Edhazardia aedis is a microsporidian parasite of Aedes aegypti mosquitoes, a disease vector that transmits multiple arboviruses which cause millions of disease cases each year. E. aedis causes mortality and reduced reproductive fitness in the mosquito vector and has been explored for its potential as a biocontrol agent. The protocol we present for culturing E. aedis is based on its natural infection cycle, which involves both horizontal and vertical transmission at different life stages of the mosquito host. Ae. aegypti mosquitoes are exposed to spores in the larval stage. These infected larvae then mature into adults and transmit the parasite vertically to their offspring. Infected offspring are then used as a source of spores for future horizontal transmission. Culturing E. aedis can be challenging to the uninitiated given the complexities of the parasite’s life cycle, and this protocol provides detailed guidance and visual aids for clarification.

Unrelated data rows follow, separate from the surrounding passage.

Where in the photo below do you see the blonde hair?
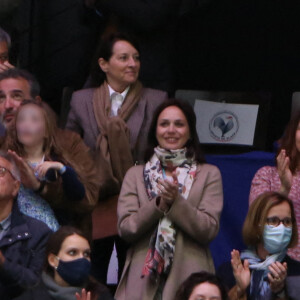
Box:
[243,192,298,248]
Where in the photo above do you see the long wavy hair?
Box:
[144,99,205,164]
[277,112,300,174]
[44,226,108,300]
[5,100,83,181]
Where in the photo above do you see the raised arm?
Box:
[118,166,163,243]
[95,0,180,31]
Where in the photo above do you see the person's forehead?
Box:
[0,77,30,95]
[0,41,8,55]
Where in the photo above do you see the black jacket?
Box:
[217,255,300,300]
[0,202,51,300]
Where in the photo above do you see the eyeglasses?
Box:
[267,217,293,227]
[0,167,14,177]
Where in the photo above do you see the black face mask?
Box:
[56,257,91,286]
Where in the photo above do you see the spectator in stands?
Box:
[0,27,14,73]
[0,68,99,231]
[116,100,223,300]
[16,226,113,300]
[219,192,300,300]
[6,100,89,230]
[66,34,167,282]
[174,272,228,300]
[249,113,300,260]
[0,152,51,300]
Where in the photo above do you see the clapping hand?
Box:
[276,149,293,195]
[0,61,14,73]
[35,161,64,178]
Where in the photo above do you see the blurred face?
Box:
[189,282,222,300]
[99,41,140,92]
[0,78,31,129]
[0,41,8,64]
[48,234,91,286]
[295,122,300,152]
[16,104,46,147]
[267,202,292,225]
[156,106,190,150]
[0,157,20,201]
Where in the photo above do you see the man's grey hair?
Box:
[0,27,11,48]
[0,150,21,181]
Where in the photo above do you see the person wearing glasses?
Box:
[0,27,14,73]
[218,192,300,300]
[0,152,51,300]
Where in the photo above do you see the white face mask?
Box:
[264,224,292,254]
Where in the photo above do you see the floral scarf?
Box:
[241,249,286,300]
[142,147,197,277]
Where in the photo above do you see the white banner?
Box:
[194,100,259,146]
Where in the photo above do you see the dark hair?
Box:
[44,226,91,277]
[91,32,140,87]
[0,68,40,99]
[44,226,108,299]
[243,192,298,248]
[276,112,300,174]
[145,99,205,164]
[0,27,11,48]
[174,271,228,300]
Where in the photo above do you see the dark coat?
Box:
[0,202,51,300]
[66,88,167,239]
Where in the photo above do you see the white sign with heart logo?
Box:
[194,100,259,146]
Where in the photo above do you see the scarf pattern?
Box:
[142,147,197,278]
[241,249,286,300]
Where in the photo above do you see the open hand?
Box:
[75,289,91,300]
[0,61,14,73]
[268,261,287,293]
[35,161,64,178]
[8,150,40,191]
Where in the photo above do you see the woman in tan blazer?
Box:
[66,33,167,282]
[115,100,223,300]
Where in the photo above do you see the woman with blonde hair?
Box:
[5,100,92,231]
[218,192,300,300]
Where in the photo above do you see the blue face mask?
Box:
[264,224,292,254]
[56,257,91,286]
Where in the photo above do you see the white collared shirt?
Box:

Aedes aegypti is the mosquito vector of multiple arboviruses (e.g., dengue, Zika, yellow fever) that together are estimated to account for hundreds of millions of disease cases each year and more than 30,000 deaths1,2. Treatment for diseases caused by these pathogens is limited to supportive care and it is likely that additional arboviruses will emerge in the future3. Control of the mosquito vector is therefore of primary importance, as it effectively prevents transmission of current and emerging pathogens4. Traditionally, vector control strategies primarily utilize chemical insecticides, but resistance to many commonly used insecticides has driven the demand for novel methods of vector control. One potential agent that has been explored for its biocontrol properties against Ae. aegypti is the parasite Edhazardia aedis5,6.
E. aedis, first identified as Nosema aedis by Kudo in 1930, is a microsporidian parasite of Ae. aegypti mosquitoes7. The development and reproduction of E. aedis is relatively complex and its life cycle can proceed in multiple ways7,8,9. One common developmental cycle is described in depth in Becnel et al., 19897 and is utilized for laboratory propagation (Figure 1)8. Briefly, the cycle begins when Ae. aegypti eggs vertically infected with E. aedis hatch into infected larvae which develop uninucleate spores in the fat body, and usually die as larvae or pupae. Uninucleate spores released from dead larvae contaminate the habitat and are ingested by healthy Ae. aegypti larvae. These spores germinate primarily in the digestive tract, infecting digestive tissue of the exposed larvae, resulting in horizontal transmission. Horizontally infected larvae develop into adults (parental generation) where binucleate spores are formed. In the female, these binucleate spores invade the reproductive tract and their associated sporoplasm infects developing egg cells. These eggs then hatch into infected larvae (filial generation), resulting in vertical transmission of the parasite and continuation of the cycle as described above.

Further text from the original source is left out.